April 10, 2017

Sharon Clinebell, University of Northern Colorado

2017 Women of Distinction - Higher Education

As an educator, Sharon Clinebell focuses on the present as well as the future.  How she can spark awareness and leadership in students as they prepare to step out into the world is what drives her mission.

“This semester, I’m teaching leadership and trying to get them to reflect on what they bring to a position of leadership,” she said. “I want to give them the respite to reflect on what they are good at and what they think they need to work on.

“For example, if you’re not confident as a speaker, it’s a good opportunity to reflect on what you could do to get better.”

To Clinebell, leadership skills start with three basic characteristics. “The first thing is integrity because once you lose that, you’ve lost everything,” she said. “People won’t want to follow you.”

The second characteristic involves being authentic. Clinebell, a professor at the University of Northern Colorado’s Monfort College of Business, defines it as doing what means the most to you and knowing your life story and who your support system is.

A person’s life story helps clarify what he or she has to offer and to whom, she said. “It helps know who you are and how you can connect to people.”

Her class recently read about a man who started out with debilitating health and family life challenges and tragedies. What shaped his life as an adult was recalling the compassion other people showed him in his early years.
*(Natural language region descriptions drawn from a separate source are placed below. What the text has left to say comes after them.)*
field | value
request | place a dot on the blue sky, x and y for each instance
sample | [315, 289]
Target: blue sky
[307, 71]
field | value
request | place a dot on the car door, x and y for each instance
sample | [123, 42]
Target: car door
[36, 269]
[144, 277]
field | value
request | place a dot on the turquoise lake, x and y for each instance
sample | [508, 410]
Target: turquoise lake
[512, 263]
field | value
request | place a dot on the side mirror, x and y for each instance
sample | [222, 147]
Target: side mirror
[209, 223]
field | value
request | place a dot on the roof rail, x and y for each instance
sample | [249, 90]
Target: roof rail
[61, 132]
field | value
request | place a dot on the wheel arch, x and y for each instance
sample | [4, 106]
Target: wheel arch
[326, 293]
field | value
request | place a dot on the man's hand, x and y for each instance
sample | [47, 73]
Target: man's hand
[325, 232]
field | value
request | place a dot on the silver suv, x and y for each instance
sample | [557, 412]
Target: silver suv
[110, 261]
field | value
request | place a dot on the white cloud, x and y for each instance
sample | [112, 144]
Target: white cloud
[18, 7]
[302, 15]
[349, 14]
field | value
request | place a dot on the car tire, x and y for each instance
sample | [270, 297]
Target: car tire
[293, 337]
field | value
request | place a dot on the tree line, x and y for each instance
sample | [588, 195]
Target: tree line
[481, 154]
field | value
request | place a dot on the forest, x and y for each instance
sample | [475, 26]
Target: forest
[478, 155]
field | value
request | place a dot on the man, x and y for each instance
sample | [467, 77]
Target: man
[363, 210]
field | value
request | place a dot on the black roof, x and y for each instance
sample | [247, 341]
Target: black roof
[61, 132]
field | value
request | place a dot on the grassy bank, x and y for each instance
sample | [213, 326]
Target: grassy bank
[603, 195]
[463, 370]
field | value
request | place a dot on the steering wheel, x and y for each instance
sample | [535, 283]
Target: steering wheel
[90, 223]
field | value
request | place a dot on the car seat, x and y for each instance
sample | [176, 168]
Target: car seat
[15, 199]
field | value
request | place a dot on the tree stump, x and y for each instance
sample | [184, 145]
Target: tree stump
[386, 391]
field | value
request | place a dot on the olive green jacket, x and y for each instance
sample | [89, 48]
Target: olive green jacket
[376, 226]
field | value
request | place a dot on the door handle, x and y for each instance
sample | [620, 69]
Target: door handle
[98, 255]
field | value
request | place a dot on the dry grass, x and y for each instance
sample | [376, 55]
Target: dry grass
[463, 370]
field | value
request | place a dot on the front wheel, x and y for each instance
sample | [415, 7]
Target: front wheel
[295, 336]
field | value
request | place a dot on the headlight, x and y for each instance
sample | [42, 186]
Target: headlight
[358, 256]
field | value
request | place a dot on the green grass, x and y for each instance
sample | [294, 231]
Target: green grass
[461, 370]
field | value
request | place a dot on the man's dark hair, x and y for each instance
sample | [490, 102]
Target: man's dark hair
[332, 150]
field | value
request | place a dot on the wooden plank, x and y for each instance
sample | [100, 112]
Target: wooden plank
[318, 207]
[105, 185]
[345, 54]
It drove him to study medicine and work in the health-care industry.

The third leadership characteristic involves knowing how to communicate and how to be transparent, Clinebell said, “but first you need to understand who you are and what you bring.”

“As director of the Daniels Fund Ethics initiative, Sharon, in conjunction with other faculty, develops ethical programming for UNC students and faculty and the Greeley business community,” said Karen Turner, former assistant dean for undergraduate programs. “Her not-for-profit business minor sent many qualified UNC graduates into the community, and her work with the United Way earned her the United Way of Weld County Outstanding Volunteer award.”

Teaching ethics sometimes means showing movies such as “The Devil Wears Prada” in the dorms with a discussion before and after. “We talk about the principles of ethics, and I ask them how many they can spot in the movie,” Clinebell said.

The Daniels Fund Ethics Initiative Principles are integrity, trust, accountability, transparency, fairness, respect, rule of law and viability.

One of the values to which Clinebell credits her own success is following through on commitments.

“People know that if they ask me to do something, it will get done,” she said. “It sounds so basic but it really is very big.”